The competition in the marketplace should also keep financing practices in check. "If ever customers believe they did not get a good-enough deal, they can refinance elsewhere without penalty," Smith said.
Ford, GM Carried by Finance Units
Despite hefty losses on the automotive side, both Ford and General Motors posted profit in the third quarter because of strong performance from their respective credit arms.
Ford Motor Co. reported a net profit of $266 million for the third quarter. Ford Credit's net income was $734 million, up $230 million from a year ago. On a pre-tax basis, Ford Credit earned $1.2 billion in the third quarter while Ford's worldwide automotive sector suffered $609 million in losses.
GM reported a third-quarter net income of $440 million. GMAC's profit of $656 million offset the automotive operations' loss of $130 million. GMAC's earnings were up $26 million from the same time a year ago.
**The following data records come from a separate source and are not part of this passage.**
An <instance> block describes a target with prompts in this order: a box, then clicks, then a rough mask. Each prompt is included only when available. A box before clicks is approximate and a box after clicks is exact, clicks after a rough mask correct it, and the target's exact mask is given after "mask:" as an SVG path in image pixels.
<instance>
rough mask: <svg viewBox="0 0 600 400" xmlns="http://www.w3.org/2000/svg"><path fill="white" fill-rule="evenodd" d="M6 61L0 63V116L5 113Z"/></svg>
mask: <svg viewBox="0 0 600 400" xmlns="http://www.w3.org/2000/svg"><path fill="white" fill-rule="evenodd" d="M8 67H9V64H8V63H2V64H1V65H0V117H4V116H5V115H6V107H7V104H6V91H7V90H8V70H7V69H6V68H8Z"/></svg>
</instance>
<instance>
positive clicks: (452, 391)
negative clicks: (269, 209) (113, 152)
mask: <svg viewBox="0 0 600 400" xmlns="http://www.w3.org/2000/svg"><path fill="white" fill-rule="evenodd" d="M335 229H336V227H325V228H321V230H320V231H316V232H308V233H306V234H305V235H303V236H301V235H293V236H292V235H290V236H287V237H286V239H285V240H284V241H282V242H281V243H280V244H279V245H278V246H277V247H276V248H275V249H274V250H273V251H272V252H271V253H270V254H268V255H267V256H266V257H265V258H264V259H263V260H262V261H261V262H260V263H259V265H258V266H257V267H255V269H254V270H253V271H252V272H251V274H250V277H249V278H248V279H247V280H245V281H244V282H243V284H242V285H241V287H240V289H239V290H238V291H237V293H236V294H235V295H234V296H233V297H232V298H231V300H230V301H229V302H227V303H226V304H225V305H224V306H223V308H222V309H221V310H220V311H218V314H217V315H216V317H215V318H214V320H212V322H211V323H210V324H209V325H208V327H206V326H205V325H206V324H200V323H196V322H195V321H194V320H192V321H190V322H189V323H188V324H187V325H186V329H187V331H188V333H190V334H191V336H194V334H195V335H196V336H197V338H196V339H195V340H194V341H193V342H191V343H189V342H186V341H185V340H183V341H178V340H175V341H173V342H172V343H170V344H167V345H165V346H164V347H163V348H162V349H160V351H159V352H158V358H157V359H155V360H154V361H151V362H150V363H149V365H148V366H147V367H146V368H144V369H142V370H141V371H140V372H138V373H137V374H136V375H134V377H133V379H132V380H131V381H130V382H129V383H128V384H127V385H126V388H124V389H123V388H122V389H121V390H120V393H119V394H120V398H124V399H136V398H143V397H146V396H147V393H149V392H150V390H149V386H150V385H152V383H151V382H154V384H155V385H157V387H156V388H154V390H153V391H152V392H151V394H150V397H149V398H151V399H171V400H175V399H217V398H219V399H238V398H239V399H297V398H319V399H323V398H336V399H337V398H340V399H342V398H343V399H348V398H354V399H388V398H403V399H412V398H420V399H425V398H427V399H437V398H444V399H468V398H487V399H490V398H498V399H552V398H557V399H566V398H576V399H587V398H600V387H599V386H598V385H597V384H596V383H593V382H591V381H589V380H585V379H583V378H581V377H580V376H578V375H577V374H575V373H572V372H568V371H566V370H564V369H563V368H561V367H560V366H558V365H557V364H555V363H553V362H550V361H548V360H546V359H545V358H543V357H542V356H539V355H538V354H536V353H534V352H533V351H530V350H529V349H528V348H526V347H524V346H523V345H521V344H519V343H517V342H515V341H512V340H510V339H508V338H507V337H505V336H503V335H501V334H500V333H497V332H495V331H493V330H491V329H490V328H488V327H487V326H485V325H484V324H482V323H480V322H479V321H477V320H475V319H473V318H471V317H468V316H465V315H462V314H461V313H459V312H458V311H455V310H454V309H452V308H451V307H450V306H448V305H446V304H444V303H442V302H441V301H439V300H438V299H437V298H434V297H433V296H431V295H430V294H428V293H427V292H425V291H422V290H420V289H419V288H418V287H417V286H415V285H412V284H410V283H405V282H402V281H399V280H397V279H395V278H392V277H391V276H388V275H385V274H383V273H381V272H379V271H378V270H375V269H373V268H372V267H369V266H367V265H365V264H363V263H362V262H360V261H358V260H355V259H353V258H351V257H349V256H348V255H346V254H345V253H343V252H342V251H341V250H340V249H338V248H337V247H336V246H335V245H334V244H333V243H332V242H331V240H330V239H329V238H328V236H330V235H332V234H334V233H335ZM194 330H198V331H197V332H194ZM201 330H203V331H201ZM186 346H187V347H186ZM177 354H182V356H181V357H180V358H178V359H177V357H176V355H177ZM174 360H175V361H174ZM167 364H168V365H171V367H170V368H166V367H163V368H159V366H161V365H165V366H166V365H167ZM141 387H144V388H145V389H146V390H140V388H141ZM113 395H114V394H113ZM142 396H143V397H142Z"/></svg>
Lower credit losses and improved lease residual results were more than offset by lower net margins on stable asset levels.
"GMAC once again delivered very impressive financial results, in spite of the more challenging interest rate environment," said Rick Wagoner, GM chairman and CEO. "GMAC has done an excellent job diversifying its earnings base across its portfolio of global businesses, and also diversifying its funding base through new sources of liquidity both here and abroad."
"Competition in the automotive business around the globe remains intense, and we are seeing negative pricing in most major markets," Wagoner said. "Even though we increased market share in all four regions, our automotive earnings in the third quarter reflect these challenging market conditions, and were frankly disappointing."